Bankruptcy Judge Carla Craig on Wednesday told Mr. Freidman and his lawyers, who agreed to surrender the vehicles and their medallions in a dispute over a $34 million unpaid loan, to keep them securely in his possession until further notice.
Earlier this week, Mr. Freidman said he couldn’t refinance his debt to Citibank NA and told the judge he would surrender the medallions, which give drivers of each vehicle the right to pick up street hails in Manhattan’s lucrative central business district.
The surrender marks a turning point for Mr. Freidman, who put dozens of his taxi companies in bankruptcy protection on July 22, 2015, to keep Citibank officials from taking possession of the 46 taxi medallions issued by the New York City Taxi and Limousine Commission and owed by his companies.
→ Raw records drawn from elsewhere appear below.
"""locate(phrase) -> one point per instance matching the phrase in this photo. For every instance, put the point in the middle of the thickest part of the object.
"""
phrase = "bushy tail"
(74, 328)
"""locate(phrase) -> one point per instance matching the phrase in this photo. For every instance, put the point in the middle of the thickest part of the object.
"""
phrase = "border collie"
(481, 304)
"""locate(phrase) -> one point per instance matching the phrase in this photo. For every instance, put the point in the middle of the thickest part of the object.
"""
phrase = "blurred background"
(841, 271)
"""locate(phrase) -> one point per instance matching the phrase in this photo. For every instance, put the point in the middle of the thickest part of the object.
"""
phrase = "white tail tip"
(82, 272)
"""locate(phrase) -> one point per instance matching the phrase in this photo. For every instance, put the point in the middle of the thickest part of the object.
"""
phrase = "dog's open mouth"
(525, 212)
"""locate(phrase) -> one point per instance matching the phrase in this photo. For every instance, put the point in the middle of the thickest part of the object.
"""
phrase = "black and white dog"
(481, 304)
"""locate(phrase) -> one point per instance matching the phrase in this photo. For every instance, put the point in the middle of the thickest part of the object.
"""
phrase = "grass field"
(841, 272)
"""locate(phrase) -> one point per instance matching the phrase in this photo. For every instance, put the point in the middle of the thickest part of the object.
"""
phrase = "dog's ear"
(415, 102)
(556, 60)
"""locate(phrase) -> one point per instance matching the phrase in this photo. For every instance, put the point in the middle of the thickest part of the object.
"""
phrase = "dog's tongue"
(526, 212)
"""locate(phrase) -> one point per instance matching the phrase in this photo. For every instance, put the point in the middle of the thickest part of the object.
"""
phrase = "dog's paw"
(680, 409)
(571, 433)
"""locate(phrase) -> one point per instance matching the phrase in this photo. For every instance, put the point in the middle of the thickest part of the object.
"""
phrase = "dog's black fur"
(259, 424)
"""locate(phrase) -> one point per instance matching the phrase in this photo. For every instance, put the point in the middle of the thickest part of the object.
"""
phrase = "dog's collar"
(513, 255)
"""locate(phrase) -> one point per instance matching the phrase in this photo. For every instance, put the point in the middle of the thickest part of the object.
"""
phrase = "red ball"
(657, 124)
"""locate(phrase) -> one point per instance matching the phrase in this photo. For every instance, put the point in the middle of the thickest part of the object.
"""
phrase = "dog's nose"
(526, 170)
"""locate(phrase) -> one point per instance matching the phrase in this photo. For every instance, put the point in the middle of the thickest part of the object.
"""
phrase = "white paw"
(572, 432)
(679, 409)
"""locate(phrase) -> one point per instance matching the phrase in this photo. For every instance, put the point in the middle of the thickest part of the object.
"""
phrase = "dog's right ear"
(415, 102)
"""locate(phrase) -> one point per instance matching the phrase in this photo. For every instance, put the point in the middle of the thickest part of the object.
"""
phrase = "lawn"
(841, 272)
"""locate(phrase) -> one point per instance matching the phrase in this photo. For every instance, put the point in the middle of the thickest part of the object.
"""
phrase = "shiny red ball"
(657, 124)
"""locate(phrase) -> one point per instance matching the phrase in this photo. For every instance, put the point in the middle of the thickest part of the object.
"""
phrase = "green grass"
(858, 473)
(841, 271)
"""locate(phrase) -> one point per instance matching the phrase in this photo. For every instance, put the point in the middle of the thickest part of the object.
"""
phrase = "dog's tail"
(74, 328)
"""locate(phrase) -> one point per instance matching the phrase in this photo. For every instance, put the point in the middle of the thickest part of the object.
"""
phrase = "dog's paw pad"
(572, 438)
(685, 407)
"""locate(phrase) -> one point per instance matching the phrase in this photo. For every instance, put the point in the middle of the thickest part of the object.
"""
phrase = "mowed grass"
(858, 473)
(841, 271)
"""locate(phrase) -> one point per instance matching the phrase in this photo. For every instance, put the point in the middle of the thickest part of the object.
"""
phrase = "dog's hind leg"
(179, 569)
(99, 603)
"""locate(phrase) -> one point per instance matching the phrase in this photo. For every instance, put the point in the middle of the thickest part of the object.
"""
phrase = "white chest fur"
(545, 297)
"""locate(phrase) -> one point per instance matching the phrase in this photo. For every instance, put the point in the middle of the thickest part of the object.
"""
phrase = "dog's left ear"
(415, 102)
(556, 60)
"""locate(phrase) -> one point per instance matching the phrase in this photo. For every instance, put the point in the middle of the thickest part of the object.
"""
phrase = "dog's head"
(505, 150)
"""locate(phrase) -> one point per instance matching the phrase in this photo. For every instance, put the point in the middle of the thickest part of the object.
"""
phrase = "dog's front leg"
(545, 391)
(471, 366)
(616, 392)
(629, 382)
Mr. Freidman and his lawyers didn’t respond to emails requesting comment.
Citibank officials said Mr. Freidman’s companies missed a monthly loan payment on Dec. 1, 2014. Mr. Freidman’s lawyers said in earlier court papers that the failure to pay was a bank error and said that Citibank officials betrayed him to try to win business from Uber Technologies Inc., the car-hailing service that has taken some business from taxi drivers. Citibank has denied there was a bank error and Mr. Friedman’s other allegations.
Several traditional taxi companies, including those in major cities like San Francisco and Chicago, have filed for bankruptcy as customers turn to newer ride-hailing services. Chicago’s Yellow Cab taxi service, for example, blamed its financial woes partly on pressure from “on-demand app-based private transportation networks,” bankruptcy-court papers show.
But Mr. Freidman has remained optimistic that traditional taxi companies will continue to profit, as shown in court papers filed in March when he filed a proposal to pay Citibank’s loans with interest over the span of five years.
“The [taxi companies controlled by Mr. Freidman] are confident that the market will rebound and correct and that the medallions will continue to hold their historic value,” his lawyers said in the repayment proposal.
Judge Craig later rejected the repayment plan.
Amid the dispute, Mr. Freidman’s companies agreed to make $159,000 monthly payments, which he failed to do in June, July and August, according to documents filed in U.S. Bankruptcy Court in Brooklyn.
The embattled Mr. Freidman has become the public face of opposition to emerging players in the for-hire vehicle industry. A native of Russia, Mr. Freidman took over his father’s modest taxi business in the mid-1990s and expanded it into one of the New York City’s largest taxi fleets. A company spokesman said in July 2015 that it had 1,800 taxis nationally.